For my training function (and I suspect the MNIST example as well), this raises

ValueError: Unknown argument found in the Trainable function. 
The function args must include a 'config' positional parameter. 
Any other args must be 'checkpoint_dir'

How then can I have a training function which takes other parameters such as number of GPUs, path to data on disk, etc? Do all of these belong in the config?

EDIT

By adding checkpoint_dir=None as the second parameter to train_mnist_tune(), I am able to avoid the above value error and include additional parameters. However, once tune.run() completes, I still get the original “could not load trials from experiment checkpoint” error when trying to initialize an ExperimentAnalysis object from the ~/ray_results folder.
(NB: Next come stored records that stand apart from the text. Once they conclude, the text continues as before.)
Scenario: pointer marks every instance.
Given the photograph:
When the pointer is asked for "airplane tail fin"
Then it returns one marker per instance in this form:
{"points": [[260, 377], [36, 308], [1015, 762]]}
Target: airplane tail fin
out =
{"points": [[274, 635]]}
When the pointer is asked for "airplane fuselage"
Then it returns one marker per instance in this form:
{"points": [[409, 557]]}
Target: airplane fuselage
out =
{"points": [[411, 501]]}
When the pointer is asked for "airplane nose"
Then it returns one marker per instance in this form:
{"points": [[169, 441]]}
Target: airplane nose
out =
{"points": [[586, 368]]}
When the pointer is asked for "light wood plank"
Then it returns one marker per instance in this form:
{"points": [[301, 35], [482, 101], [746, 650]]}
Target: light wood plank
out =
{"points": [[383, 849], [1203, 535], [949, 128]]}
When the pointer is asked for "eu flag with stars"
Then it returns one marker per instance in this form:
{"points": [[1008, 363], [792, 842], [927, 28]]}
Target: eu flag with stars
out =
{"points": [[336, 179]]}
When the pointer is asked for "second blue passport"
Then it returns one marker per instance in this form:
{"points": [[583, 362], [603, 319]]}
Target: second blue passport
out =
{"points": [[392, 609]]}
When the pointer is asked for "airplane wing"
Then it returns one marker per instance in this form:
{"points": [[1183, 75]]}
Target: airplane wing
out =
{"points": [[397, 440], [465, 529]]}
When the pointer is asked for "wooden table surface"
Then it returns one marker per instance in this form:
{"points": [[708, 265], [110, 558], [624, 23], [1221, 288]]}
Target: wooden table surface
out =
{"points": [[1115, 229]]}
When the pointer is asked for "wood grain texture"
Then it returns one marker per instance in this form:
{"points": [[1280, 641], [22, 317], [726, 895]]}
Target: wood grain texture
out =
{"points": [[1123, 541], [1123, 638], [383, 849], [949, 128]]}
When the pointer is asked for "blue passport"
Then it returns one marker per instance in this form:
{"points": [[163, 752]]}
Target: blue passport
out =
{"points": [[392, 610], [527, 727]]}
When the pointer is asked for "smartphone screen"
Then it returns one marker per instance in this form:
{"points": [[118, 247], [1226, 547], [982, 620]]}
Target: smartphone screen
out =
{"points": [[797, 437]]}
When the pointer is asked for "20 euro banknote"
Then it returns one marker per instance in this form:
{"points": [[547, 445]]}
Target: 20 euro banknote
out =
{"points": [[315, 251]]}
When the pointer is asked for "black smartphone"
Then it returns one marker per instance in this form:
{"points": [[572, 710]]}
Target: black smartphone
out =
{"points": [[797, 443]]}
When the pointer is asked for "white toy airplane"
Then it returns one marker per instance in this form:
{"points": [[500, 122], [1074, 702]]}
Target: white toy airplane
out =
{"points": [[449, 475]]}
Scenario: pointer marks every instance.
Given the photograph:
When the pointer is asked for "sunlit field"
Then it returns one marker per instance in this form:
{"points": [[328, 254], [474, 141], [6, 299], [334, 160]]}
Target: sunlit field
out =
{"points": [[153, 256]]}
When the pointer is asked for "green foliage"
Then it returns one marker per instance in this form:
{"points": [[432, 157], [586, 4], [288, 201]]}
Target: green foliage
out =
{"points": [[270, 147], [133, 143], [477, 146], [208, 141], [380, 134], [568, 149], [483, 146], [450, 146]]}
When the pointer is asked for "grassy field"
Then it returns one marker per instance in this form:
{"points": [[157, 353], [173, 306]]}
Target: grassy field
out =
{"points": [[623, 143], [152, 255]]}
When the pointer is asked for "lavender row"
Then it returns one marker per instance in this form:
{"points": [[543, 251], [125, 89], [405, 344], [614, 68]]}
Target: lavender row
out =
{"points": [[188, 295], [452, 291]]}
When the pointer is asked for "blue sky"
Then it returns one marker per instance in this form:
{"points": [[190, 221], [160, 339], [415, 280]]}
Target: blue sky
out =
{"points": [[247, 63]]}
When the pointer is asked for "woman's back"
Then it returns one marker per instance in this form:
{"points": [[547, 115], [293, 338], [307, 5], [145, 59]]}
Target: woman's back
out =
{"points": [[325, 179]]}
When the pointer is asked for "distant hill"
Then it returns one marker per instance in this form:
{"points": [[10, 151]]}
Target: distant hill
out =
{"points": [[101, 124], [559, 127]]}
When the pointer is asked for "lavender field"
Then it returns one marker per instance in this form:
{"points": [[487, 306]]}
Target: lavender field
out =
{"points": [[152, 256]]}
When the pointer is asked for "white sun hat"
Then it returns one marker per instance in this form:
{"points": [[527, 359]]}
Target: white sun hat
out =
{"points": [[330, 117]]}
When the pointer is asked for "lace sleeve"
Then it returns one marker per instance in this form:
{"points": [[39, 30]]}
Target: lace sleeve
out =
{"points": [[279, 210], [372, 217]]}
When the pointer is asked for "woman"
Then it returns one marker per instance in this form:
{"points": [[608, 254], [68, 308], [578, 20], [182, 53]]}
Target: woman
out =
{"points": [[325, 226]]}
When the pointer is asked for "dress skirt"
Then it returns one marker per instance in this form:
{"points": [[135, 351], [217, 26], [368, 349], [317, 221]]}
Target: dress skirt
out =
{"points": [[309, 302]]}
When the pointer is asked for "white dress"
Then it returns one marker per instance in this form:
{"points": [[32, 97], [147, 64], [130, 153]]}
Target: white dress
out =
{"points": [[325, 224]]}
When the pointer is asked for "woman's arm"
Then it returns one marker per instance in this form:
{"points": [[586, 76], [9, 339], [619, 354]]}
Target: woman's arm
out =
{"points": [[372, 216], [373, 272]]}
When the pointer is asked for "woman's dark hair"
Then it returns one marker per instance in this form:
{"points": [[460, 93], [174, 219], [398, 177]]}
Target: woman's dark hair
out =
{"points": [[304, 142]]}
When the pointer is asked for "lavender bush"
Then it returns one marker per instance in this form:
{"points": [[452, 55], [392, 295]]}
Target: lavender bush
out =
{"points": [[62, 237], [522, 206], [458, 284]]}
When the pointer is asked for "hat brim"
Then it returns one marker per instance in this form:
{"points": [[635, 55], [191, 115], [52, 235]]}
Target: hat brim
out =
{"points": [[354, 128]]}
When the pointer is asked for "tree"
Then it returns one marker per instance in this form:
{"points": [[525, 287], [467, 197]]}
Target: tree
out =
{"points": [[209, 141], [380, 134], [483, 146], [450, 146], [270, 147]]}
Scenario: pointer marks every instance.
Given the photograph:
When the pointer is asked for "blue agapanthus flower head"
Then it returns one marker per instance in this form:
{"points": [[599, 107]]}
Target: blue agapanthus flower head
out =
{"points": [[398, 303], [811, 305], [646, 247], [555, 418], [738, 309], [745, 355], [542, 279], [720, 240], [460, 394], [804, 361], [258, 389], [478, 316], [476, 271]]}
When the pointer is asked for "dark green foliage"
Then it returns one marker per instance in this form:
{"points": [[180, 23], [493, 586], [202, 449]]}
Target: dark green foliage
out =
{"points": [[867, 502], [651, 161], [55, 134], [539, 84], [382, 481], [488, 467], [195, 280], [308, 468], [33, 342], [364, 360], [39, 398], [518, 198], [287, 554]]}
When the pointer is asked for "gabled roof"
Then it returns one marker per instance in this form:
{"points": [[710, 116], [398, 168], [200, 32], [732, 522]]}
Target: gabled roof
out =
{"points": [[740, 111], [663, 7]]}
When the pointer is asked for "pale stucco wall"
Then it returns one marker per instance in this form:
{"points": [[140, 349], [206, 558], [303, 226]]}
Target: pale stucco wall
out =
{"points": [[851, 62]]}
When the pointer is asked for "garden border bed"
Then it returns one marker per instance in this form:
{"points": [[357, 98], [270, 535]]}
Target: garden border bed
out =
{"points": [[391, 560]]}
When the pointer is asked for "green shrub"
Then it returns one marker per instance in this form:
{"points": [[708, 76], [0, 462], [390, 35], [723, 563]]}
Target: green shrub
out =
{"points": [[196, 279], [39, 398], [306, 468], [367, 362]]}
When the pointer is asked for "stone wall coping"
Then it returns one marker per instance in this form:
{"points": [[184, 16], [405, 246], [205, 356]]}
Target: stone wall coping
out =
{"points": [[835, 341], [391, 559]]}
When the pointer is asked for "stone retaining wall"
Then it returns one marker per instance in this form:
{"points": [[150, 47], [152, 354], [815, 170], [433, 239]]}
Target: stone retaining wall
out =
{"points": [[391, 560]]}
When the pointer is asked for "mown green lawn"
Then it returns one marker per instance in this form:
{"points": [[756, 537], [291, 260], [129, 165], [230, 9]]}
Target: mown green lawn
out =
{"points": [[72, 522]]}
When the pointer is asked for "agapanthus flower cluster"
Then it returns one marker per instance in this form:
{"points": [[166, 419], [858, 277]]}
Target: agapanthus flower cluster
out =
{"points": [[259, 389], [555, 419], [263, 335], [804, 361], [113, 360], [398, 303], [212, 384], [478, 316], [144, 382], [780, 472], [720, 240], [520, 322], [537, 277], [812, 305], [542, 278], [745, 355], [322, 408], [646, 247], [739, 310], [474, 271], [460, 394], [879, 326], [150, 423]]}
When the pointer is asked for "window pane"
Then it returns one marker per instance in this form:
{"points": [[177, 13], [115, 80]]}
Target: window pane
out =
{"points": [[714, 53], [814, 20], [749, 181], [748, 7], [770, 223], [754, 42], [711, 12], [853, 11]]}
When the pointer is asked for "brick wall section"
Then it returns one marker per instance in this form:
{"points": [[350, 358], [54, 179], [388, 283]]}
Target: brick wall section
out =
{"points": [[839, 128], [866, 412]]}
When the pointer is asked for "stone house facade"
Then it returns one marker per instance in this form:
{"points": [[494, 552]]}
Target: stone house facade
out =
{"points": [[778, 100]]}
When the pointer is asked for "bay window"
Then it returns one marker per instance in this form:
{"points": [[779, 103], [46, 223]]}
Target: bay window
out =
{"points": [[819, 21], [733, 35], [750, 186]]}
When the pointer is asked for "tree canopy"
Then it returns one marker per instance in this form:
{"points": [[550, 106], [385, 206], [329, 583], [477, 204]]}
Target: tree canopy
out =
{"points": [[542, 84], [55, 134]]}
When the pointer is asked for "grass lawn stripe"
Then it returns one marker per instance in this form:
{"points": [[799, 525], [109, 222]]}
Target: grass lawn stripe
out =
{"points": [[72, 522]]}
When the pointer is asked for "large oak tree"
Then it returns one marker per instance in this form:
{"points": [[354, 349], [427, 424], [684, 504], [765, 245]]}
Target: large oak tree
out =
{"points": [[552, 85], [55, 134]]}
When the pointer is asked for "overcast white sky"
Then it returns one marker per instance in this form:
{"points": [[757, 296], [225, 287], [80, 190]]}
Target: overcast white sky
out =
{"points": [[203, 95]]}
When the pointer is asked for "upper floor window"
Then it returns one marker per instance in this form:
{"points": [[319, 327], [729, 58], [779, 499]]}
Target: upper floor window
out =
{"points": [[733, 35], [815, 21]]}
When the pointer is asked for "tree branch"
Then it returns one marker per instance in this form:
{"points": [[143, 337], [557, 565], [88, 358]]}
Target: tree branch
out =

I noticed the population based training section of the Lightning tutorial mentions adding checkpoints via TuneReportCheckpointCallback, so I tried this. Now there are checkpoint files in each trial folder, but it did not fix the analysis loading

EDIT 2

I see now that register_trainable() must be called within the same process that initializes ExperimentAnalysis. Previously I thought the registration was supposed to occur in the original tune.run() process, and that’s why it was not fixing the issue. With this modification, the proposed workaround is successful

Awesome! I’m glad you were able to find success here, and thanks for sharing the steps you took (if anyone else runs into this same issue I think they’ll really appreciate this).